Modex BCDB is a new take on blockchain technology which removes the need to invest resources in blockchain training and facilitates fast adoption of the technology in businesses. The solution proposed by Modex is a middleware that fuses a blockchain with a database to create a structure that is easy to use and understand by developers with no prior knowledge in blockchain development. As a result, any developer who knows to work with a database system can operate with our solution, without needing to change their programming style or learn blockchain.

Through our blockchain component Modex BCDB can transform with minimal changes any type of database into a decentralized database that holds the same valuable characteristics inherent to blockchain technology: transparency, increased security, data immutability, and integrity.

Every enterprise is reserved and unwilling to make changes to its database, and for good reason, as data loss or data corruption constitute major risks.
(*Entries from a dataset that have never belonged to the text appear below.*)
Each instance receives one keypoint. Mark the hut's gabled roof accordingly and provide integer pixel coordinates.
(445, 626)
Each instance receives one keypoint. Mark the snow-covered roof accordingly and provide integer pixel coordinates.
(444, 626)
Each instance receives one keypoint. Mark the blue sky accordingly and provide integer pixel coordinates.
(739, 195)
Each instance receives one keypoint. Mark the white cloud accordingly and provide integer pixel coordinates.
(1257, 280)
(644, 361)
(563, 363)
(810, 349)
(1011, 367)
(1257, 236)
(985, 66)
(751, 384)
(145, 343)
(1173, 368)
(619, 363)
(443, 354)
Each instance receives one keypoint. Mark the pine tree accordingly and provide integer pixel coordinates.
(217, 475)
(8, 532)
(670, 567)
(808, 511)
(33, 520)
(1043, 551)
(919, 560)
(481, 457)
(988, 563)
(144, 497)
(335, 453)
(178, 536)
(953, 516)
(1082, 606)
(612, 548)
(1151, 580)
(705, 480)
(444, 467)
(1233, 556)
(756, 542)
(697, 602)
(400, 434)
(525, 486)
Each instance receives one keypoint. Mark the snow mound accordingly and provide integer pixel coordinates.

Modex BCDB doesn’t work by deleting the existing database, or data entries. The database is maintained intact throughout the process, data integrity is ensured by calculating the metadata of the records and storing it on the blockchain.

Moreover, the system does not restrict access to the blockchain or the database, so when a developer needs to make a reporting or ETL transformations, they can always perform warehouse analytics by accessing the database directly. This is because Modex BCDB has been purposely designed to be agnostic. With our solution, clients can set up a network, regardless of the type of database employed. In a consortium, each company can maintain what type of database they prefer (Oracle, Microsoft, IBM, Mongo DB, Elasticsearch), and connect them through a blockchain-powered network to ensure cohesion, availability while protecting corporate interests.